Le Tricolore- Liberty, Equality, and Fraternity
Tour Perret in the Daytime
Many of the French people we know have headed off for leurs vacances (their vacations) as we also are prone to do in America around Independence Day. Grenoble cafés were populated, but they were not overflowing. We met Steve’s colleague and friend, Alan, an Irishman and Alan’s friend for a drink before heading to Parc Mistral where the Ville de Grenoble would sponsor a fireworks show. We weren’t sure exactly what a French fireworks display, le feu d’artifice, would be like having been accustomed to American 4th of July shoot-offs, but we witnessed an impressive exhibition that was appreciated by the thousands of people who joined us in the park.
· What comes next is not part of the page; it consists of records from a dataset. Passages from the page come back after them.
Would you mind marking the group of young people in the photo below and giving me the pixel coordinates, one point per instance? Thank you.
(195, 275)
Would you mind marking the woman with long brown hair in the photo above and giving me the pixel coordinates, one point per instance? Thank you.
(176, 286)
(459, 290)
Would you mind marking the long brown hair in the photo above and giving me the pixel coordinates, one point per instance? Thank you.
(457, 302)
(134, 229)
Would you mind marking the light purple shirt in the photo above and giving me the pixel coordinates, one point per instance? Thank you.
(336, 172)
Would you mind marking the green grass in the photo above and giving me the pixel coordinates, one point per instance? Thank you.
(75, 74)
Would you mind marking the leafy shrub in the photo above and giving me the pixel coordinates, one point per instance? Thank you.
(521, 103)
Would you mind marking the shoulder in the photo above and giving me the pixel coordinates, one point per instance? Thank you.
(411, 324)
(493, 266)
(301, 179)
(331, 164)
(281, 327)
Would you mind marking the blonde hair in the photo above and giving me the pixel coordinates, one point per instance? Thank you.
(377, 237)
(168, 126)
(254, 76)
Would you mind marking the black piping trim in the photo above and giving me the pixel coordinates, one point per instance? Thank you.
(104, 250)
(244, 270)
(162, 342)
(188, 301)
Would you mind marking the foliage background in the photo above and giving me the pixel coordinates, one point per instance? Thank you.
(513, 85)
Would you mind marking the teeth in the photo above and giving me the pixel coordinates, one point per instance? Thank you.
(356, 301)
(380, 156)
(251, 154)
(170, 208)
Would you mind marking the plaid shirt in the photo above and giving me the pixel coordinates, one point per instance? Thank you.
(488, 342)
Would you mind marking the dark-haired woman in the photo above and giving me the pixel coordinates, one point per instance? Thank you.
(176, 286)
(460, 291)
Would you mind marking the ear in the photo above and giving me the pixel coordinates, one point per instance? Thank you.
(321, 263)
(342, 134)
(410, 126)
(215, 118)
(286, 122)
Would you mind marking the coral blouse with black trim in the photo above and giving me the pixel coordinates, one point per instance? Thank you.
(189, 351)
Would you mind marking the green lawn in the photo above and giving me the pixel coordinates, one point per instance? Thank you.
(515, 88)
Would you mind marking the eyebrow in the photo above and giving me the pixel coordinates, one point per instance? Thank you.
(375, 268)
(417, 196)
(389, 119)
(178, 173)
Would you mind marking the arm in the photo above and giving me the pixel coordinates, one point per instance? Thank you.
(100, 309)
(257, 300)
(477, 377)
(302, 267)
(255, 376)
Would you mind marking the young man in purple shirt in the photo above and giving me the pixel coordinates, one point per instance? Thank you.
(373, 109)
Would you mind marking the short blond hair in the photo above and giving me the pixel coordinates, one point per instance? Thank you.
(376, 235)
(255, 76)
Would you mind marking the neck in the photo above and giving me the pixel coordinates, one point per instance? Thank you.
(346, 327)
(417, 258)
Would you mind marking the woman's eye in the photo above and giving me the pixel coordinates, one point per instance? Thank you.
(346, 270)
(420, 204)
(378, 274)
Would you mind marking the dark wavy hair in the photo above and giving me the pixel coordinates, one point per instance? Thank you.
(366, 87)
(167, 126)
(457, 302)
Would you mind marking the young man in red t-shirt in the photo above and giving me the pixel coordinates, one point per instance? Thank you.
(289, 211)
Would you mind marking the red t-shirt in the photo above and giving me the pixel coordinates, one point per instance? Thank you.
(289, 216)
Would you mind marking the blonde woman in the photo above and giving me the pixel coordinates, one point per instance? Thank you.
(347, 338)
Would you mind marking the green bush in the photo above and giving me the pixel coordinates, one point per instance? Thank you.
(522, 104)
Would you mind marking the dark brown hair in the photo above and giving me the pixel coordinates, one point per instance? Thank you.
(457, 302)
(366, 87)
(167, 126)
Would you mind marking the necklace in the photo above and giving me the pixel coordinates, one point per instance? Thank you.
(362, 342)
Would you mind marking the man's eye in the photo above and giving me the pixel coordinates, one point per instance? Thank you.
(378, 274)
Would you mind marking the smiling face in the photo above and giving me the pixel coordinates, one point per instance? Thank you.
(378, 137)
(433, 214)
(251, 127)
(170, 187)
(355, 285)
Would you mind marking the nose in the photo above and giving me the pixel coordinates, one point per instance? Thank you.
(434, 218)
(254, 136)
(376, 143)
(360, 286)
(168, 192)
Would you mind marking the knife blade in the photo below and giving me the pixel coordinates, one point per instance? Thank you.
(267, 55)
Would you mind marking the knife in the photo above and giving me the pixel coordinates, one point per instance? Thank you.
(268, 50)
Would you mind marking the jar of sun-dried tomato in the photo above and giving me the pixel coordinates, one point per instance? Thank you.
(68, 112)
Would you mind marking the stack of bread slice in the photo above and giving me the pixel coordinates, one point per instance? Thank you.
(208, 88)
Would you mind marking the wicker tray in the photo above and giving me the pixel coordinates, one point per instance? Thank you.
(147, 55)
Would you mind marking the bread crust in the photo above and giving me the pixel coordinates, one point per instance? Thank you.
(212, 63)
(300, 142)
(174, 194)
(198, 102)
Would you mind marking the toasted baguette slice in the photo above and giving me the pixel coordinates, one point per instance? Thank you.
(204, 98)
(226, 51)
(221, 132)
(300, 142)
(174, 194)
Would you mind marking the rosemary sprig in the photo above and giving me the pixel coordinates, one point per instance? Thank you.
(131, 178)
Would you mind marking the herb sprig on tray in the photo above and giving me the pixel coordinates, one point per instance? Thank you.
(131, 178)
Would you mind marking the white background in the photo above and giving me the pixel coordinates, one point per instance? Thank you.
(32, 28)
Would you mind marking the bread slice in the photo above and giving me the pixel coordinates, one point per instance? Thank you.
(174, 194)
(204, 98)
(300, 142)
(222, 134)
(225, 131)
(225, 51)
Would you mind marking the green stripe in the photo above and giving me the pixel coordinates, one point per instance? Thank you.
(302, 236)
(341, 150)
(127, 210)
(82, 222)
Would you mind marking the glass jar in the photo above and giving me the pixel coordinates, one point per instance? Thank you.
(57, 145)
When the fireworks began, it was fairly run of the mill until we realized the fireworks were also being launched from INSIDE the le tour Perret (the Perret Tower)—at first, I thought the tower was on fire!—which was built in 1925 for the International Hydroelectric Power and Tourism Exhibition, but it has been deemed unsafe to enter since the 1960s. The tower has just become like a favorite chair that even though you can’t afford to fix, you still can’t bear to part with it. Interestingly, there was a band who played before and during the extravaganza, and though I was unable to determine exactly who they were, we’re convinced they were Americans playing 1960s music á la Jerry Lee Lewis. Everyone was dancing to a crowd favorite—Route 66!
For a YouTube video of American music in France at Parc Mistral—can you see the tower in the video? click here. Different from our Duke 4th of July celebrations, but not bad!
The weather has become wonderful now. No rain and no humidity for the moment… not sure we are ready for the North Carolina summer… but it won’t be long now.